Hi again,
A thing I was wondering about while testing LDF is how this type of service might behave under load. In the tests I am doing, my single browser issues several 100,000 requests for a single query, at an average rate close to 100 requests per second. This is one user.
It seems one might need a sizeable caching/replication/sharding infrastructure to cope with this load as soon as more than a few users issue manual queries. The current Wikidata SPARQL service handles about 20-30 queries per second on average. If you have this rate, and you expect that an LDF query is taking 30sec to answer on average (being optimistic here compared to my experience so far), you will have about 600-900 active queries at each moment, for a rate of 60,000 to 90,000 requests per second.
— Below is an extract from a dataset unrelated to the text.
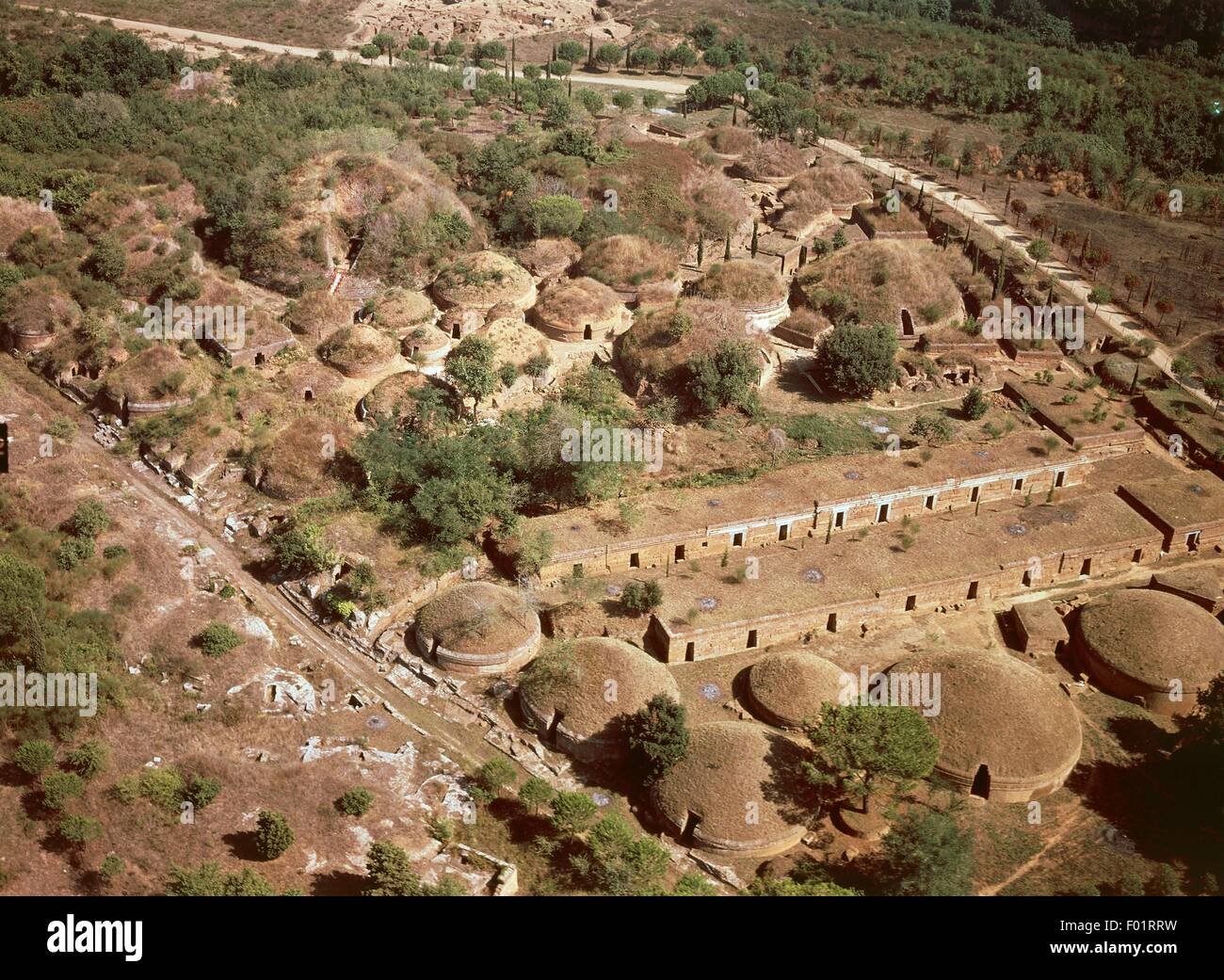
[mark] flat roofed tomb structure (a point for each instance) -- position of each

This seems to be a lot. It is actually approaching the order of magnitude we are seeing for Wikipedia (it's hard to compare these services; Wikipedia has mostly cache-served content too, but the average result size is larger). Wouldn't this load somehow lead to problems?
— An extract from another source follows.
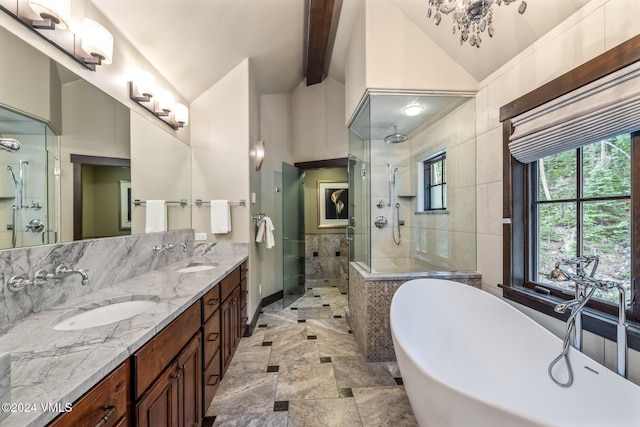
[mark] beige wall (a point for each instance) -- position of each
(596, 28)
(220, 152)
(317, 129)
(101, 201)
By the way, the query I had tried (streets named after women) has now finished after 1h and 20min (with the correct number of 320 results). If you have such "harder" [1] queries in the mix, the average time I estimated above might be too small. Such long runtimes also seem to increase the likeliness of connection errors and data inconsistencies (e.g., what if the database is updated during this time?). I got some failed requests during this query, too, but apparently they did not affect my result.
Cheers,
Markus
[1] Of course, this "hard" query takes a mere 1.3 sec on the SPARQL endpoint, so it is still very far from the 30sec timeout that LDF is aiming to go beyond.
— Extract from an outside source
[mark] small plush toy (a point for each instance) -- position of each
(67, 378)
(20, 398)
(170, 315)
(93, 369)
On 21.12.2016 09:23, Léa Lacroix wrote:
Hello all,
The SPARQL endpoint we are running at http://query.wikidata.org has several measures in place in order to ensure it stays up and running and available for everyone, for example the 30 sec query timeout. This is necessary but also prevents some useful queries from being run. One way around this is Linked Data Fragments. It allows for some of the query computation to be done on the client-side instead of our server.
We have set this up now for testing and would appreciate your testing and feedback. You can find out more about Linked Data Fragments http://linkeddatafragments.org/concept/ and documentation for our installation https://www.mediawiki.org/wiki/Wikidata_query_service/User_Manual#Linked_Data_Fragments_endpoint. Also, you can see a demo of client-side SPARQL evaluation and LDF server usage here: http://ldfclient.wmflabs.org/
Please note - it's in no way a production service for anything, just a proof-of-concept deployment of LDF client. If you like how it works, you can get it from the source https://github.com/LinkedDataFragments/jQuery-Widget.js and deploy it on your own setup.
Feel free to ask Stas (Smalyshev (WMF)) for any further question!